Challenges can arise when I need to do something not in my computer skills repertoire, especially if it requires software I don’t already own. I’m not great with trial and error, and the plethora of options and online tutorials can be confusing or not have the answer to my question. When it comes to new technology, I don’t have a long fuse, and can become frustrated if it takes a long time to get the software to do what I want it to do.
Today I need to rip a clip from a (not copyright protected) DVD of a cable TV show I hosted to add to my on-camera reel. Ripping DVDs can’t be that hard, right?
I thought I already had a program, which I found and opened. So far, so good.
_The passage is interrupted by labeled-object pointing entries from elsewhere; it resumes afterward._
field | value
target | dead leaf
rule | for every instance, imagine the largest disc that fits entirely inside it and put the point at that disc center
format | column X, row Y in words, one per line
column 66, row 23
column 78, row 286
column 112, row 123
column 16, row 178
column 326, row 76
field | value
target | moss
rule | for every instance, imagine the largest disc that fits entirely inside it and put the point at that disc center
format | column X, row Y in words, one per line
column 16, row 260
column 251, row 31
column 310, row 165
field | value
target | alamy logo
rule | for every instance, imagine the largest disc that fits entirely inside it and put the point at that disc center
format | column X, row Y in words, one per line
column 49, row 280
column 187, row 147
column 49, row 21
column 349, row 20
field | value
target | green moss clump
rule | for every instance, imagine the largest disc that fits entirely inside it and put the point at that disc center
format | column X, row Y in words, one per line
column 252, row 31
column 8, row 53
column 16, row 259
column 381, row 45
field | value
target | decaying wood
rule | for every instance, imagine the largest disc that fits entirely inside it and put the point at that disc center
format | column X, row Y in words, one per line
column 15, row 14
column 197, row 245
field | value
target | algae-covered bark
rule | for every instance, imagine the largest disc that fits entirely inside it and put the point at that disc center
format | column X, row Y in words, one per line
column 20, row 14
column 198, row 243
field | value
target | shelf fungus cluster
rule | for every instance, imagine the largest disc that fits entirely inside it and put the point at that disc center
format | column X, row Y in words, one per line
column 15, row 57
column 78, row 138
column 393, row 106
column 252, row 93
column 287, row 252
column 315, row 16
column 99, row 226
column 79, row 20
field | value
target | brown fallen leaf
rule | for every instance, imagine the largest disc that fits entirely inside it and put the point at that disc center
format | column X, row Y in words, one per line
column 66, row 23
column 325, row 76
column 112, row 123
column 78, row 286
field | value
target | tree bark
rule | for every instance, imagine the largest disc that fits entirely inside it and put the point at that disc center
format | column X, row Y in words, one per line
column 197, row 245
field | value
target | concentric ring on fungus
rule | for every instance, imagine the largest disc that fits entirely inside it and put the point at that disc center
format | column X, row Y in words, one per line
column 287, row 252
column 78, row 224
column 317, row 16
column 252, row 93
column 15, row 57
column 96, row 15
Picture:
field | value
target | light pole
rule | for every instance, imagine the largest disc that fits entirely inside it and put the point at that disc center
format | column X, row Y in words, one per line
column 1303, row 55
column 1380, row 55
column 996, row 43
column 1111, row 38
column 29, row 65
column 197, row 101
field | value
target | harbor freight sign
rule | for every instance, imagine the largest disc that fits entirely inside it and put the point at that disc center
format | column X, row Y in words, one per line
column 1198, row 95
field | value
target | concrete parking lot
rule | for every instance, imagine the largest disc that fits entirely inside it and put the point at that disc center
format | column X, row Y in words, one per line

I figured out how to copy my DVD onto another DVD, but despite visiting the cryptic help center, going online and trying several things, couldn’t figure out how to copy it to my computer or extract the clip I wanted. I looked for videos, but the ones I found were about copying files from your hard drive to a DVD. A couple of articles had too many steps I wasn’t sure how to follow.
Too much time later, I still had nothing. Which, I confess, made me feel a little less smart. But I knew how to feel smarter: ask a skilled friend for help. And offer to do a favor in return.
Moral of the story: Sometimes it’s better to ask someone to do a task for you or show you how than spend your valuable time and brain power trying to be independent.